Watching people snort coke on TV and in films can be disconcerting. This is particularly true when people like Laura Palmer in Twin Peaks: Fire Walk With Me do two fat lines immediately before bed, or Andy Jones in Boiling Point has a massive heart attack afterwards. Other times it’s unnerving because it’s particularly realistic, like when Arabella and Terry in I May Destroy You get fucked up while partying in Italy. But mostly, it’s worrying because your mind always wanders to the question: WTF are those actors snorting? Which also begs a second question: Is it tasty and should I try it?
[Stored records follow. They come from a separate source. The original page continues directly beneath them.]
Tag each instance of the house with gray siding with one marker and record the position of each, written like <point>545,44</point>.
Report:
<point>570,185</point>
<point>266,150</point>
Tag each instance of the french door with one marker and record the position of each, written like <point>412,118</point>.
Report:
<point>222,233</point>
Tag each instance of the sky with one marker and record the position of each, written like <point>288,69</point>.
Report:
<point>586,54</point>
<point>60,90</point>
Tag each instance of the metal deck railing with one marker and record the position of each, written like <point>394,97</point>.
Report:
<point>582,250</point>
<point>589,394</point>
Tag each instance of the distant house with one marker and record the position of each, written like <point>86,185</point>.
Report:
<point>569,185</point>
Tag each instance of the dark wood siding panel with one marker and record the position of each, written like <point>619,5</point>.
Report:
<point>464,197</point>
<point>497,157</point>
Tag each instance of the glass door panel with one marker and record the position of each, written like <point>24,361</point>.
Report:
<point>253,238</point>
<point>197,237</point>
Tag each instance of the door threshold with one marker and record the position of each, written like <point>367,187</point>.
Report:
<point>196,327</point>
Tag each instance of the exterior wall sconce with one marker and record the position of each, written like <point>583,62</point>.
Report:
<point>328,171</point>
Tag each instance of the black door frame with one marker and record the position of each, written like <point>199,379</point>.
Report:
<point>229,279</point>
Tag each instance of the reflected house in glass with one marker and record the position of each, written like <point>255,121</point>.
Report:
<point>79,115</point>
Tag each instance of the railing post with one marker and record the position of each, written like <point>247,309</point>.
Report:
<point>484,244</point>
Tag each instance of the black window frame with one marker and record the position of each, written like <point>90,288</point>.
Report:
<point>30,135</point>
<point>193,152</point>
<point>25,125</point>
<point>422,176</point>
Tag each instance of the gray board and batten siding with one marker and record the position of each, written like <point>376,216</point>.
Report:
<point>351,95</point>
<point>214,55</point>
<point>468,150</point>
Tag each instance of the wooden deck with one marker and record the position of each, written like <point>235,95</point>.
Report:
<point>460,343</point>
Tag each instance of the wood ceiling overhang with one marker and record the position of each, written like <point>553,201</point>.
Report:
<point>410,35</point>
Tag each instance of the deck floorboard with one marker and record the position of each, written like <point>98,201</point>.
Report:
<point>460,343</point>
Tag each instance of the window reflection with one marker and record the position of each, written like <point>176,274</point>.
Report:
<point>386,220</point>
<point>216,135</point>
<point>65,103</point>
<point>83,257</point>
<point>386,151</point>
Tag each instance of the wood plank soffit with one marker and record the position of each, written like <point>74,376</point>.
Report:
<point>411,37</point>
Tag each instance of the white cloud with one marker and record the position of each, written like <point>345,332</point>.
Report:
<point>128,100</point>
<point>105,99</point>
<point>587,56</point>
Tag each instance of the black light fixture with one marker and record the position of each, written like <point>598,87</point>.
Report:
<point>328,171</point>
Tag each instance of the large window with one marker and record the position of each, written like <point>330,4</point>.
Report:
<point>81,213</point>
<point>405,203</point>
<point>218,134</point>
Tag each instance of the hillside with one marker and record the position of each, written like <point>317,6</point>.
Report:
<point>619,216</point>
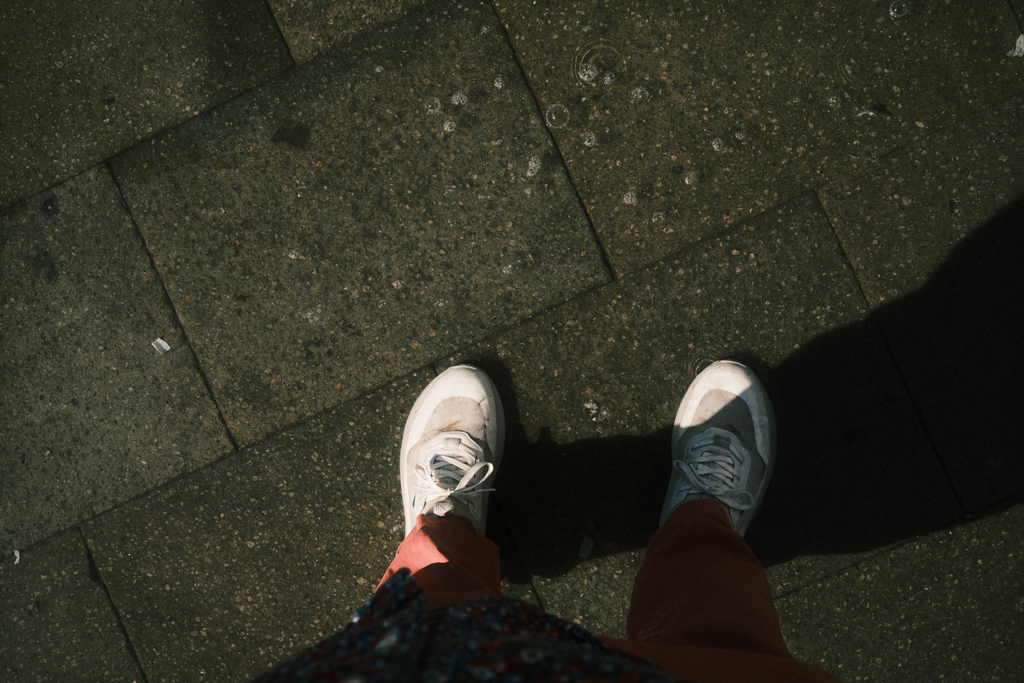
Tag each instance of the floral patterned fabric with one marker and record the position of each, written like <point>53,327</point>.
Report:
<point>394,638</point>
Movie drugs — whether tasty or not — can be made out of a variety of different things. Cocaine is often recreated with cornstarch, baby powder, lactose powder or a vitamin powder. Weed seems like it could easily be substituted with tobacco, but as Insider reported, tobacco smoke isn’t as heavy as weed smoke, meaning movie cannabis usually needs to include some kind of herb, or a marijuana strain that doesn’t contain THC. Natalie Kearns, an Ontario-based theater props master, says she usually uses oregano for weed, and a Honeyrose herbal smoking mix when the actor has to actually smoke a joint. “The herbal company uses apple juice to soak the herbs, so it’s more mellow than tobacco,” she explains.
For heroin, prop master Joel Barkow, who made fake drugs for shows like The Sopranos, told Insider that he tends to use a combination of pancake waffle mix and cocoa powder. If it’s being injected, however, the mixture has to melt like real heroin would, so instead he uses brown sugar and water (the actor then “injects” the heroin with a specially engineered retractable needle).
As for pills, Kearns says she typically uses candy or mints, “depending on the type of pill.” “You can buy empty gel capsules from a vitamin store and fill them with any edible substance,” she continues. “There’s also sugar pills, but I’ve never bothered to buy those because candy and mints are realistic enough onstage and easier to get.” She notes that, because the audience is so far away in the theater, you can “get away with a lot more ‘faking it’ than film or TV can.”
Terry Stone, an actor and advocate for the newly launched film and TV digital currency FilmCoin, has shot scenes where he’s had to sniff “coke,” as well as smoke both “cannabis” and “heroin.” He says smoking the fake drugs was the worst of the three “as you inhale a load of fumes and, as a non-smoker, it made me feel sick.” The coke, however, was Stone’s fake drug of choice because it was made out of glucose powder — after snorting a few lines, he got a little energy burst. And although he describes the cocaine as “sweet” and tasting like “a watered-down sugar,” he wouldn’t consider his experience with movie drugs as “tasty.” In fact, herb taste aside, Stone hated smoking on set. “I had to use mouthwash to get rid of the taste,” he tells me, “and your fingers go all green and brown. It wasn’t much fun at all.”
Although it’s mostly safe to do fake drugs, actors’ allergies have to be taken into consideration, too. There have also been a handful of situations where things haven’t gone quite to plan — like when Al Pacino permanently damaged his nasal passage after snorting loads of powdered milk in Scarface, or when Jonah Hill famously inhaled so much Vitamin D while filming The Wolf of Wall Street that he had to be hospitalized with bronchitis. To avoid this, prop masters will sometimes use a suction device that can be hidden in the rolled-up paper money actors snort things with, so they don’t have to ingest anything at all. Or, says Kearns, they can coat the inside of the snorting device (again, like, hundred-dollar bills) to “trap some of the powder so less gets inhaled.”
Well, that makes me feel a little better about Laura Palmer’s bedtime routine. I just hope she got a little “energy burst” out of it, too.